DOCS : JOBSCRIPTS

Jobscripts

The jobscripts supplied when creating a stage are shell scripts which the wrapper jobs execute for the user, on the worker nodes matched to that stage.

They are started in an empty workspace directory. Several environment variables are made available to the scripts, all prefixed with JUSTIN_, including $JUSTIN_WORKFLOW_ID, $JUSTIN_STAGE_ID and $JUSTIN_SECRET which allows the jobscript to authenticate to the allocator service. $JUSTIN_PATH is used to reference files and scripts provided by justIN.

To get the details of an input file to work on, the command $JUSTIN_PATH/justin-get-file is executed by the jobscript. This produces a single line of output with the Rucio DID of the chosen file, its PFN on the optimal RSE, and the name of that RSE, all separated by spaces. This code fragment shows how the DID, PFN and RSE can be put into shell variables:

did_pfn_rse=`$JUSTIN_PATH/justin-get-file`
did=`echo $did_pfn_rse | cut -f1 -d' '`
pfn=`echo $did_pfn_rse | cut -f2 -d' '`
rse=`echo $did_pfn_rse | cut -f3 -d' '`

If no file is available to be processed, then justin-get-file produces no output to stdout, which should also be checked for so the jobscript can stop at the point. justin-get-file logs errors to stderr.

justin-get-file can be called multiple times to process more than one file in the same jobscript. This can be done all at the start or repeatedly during the lifetime of the job. justin-get-file is itself a simple wrapper around the curl command and it would also be possible to access the allocator service's REST API directly from an application.

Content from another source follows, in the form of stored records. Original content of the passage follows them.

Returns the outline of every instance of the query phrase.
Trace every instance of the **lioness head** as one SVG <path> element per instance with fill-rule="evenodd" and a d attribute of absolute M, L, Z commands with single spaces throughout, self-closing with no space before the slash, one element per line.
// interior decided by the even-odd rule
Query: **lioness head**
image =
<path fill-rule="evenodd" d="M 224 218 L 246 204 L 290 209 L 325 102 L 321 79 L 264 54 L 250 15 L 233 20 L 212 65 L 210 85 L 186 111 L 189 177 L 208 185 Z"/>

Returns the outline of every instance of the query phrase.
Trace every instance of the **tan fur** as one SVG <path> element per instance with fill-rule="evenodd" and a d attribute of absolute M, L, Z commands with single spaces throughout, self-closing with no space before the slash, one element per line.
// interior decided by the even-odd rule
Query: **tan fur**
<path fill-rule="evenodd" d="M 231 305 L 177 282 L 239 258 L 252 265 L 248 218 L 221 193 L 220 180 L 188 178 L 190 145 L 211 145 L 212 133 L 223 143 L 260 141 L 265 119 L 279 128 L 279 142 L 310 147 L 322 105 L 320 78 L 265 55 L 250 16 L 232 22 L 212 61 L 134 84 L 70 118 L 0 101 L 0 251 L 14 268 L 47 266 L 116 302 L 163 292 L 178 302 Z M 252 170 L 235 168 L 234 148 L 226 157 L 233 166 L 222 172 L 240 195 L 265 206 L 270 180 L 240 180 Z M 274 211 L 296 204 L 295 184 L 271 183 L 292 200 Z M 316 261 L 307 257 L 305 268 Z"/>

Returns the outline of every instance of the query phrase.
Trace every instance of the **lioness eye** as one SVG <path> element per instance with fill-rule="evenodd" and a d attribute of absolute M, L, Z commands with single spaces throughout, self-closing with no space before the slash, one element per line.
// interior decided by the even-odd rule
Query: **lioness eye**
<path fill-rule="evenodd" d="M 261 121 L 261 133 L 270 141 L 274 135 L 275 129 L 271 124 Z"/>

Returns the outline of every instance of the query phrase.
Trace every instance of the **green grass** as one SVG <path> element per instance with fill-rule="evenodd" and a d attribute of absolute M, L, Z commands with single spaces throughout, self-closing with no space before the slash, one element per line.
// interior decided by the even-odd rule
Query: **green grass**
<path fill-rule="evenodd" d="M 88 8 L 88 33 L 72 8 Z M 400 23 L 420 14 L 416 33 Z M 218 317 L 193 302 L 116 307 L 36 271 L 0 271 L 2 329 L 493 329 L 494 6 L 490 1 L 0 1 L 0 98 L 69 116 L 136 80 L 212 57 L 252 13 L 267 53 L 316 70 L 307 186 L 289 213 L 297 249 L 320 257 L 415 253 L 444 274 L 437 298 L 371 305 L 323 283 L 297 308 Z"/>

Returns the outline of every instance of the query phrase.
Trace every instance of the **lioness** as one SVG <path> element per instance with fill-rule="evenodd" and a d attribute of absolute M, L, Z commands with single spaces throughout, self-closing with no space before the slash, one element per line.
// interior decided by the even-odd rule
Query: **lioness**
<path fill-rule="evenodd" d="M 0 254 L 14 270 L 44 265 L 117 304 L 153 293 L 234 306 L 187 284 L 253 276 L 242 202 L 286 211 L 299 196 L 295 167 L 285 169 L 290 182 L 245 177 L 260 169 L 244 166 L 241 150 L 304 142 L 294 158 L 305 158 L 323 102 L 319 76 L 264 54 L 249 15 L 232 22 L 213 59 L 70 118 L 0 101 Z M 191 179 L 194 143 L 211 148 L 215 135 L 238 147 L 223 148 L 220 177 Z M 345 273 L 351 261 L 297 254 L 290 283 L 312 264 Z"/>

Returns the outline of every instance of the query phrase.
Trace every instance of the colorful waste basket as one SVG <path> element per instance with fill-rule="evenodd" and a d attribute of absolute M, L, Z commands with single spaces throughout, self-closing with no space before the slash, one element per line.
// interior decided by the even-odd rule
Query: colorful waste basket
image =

justin-get-file has a single option which may also be given: --seconds-needed NNNN where NNNN is the maximum number of wallclock seconds which will be needed by the jobscript to process another file and finish. If there is not enough time left based on the --wall-seconds option used when defining the stage, then justin-get-file will in that case return an empty result, just as if no more files were available for processing. This can easily be used to create adaptable jobscripts which process a series of input files without running out of time on the last one.

Marking input files as processed

Each file returned by justin-get-file is marked as allocated and will not be processed by any other jobs. When the jobscript finishes, it must leave files with lists of the files it processed in its workspace directory. These lists are sent to the allocator service by the wrapper job which marks those input files as being successfully processed. Any allocated files which are not listed are treated as unprocessed, and the allocator service resets their state to unallocated, ready for matching by another job.

Files can be referred to either by DID or PFN, one per line, in the appropriate list file:

justin-processed-dids.txt
justin-processed-pfns.txt

It is not necessary to create list files which would otherwise be empty. You can refer to each processed file either by its DID or PFN (or both!) as long as they are put in the correct list file.

Output files which are to be uploaded with Rucio by the wrapper job must be created in the jobscript's workspace directory and have filenames matching the patterns given by --output-pattern or --output-pattern-next-stage when the stage was created. The suffix .json is appended to find the corresponding metadata files for MetaCat.

Jobscript exit codes

All shell scripts return an exit code, either explicitly with the command exit N where N is the code, or implicitly in which case the exit code of the last command executed is returned.

You can give explicit exit codes in the range 0 to 127. They are visible on the status page for each job and in the JOB_SCRIPT_ERROR events for your jobs.

Jobscripts checklist

If you are writing your own jobscript or modifying one from someone else, please check the following are true:

You check that the application you are running has "worked" somehow. Usually this will involve checking the lar executable has returned zero. This is available as the shell variable $? immediately after the command you are checking. If you put other commands between your application's command and checking $?, you will be checking if those other commands succeeded instead.
When your jobscript has "worked", return 0. You can do this with exit 0
When your jobscript has failed, return a non-zero value. This is logged by justIN so you can quickly see what is happening, and also stops justIN from uploading any of the output files (which are presumably wrong in some way?) to storage. Exit codes can be between 1 and 127. For example exit 57
Whenever you run justin-get-file in your jobscript, check if the output is empty. In that case, there are no more input files to process and your jobscript should stop immediately with exit 0 as it's ok, there's just nothing more to do.
Once an input file has been processed successfully, add its PFN (like an xroot URL) to justin-processed-pfns.txt or its DID (Rucio scope:name) to justin-processed-dids.txt This tells justIN that the file can be marked as processed in its database, and does not need to be given to another job to try again.
If your jobscript processes multiple input files, do not leave output files resulting from input files you fail to process successfully: those output files will be uploaded to storage too. A good pattern is to check the processing worked, and then rename the output file with mv to its final name if and only if the processing worked.
If your jobscript produces metadata files for your output files, they must have exactly the same name as the output file they are about plus .json This is how justIN finds the metadata, and if none is found, then only very basic metadata generated by justIN itself is stored in MetaCat.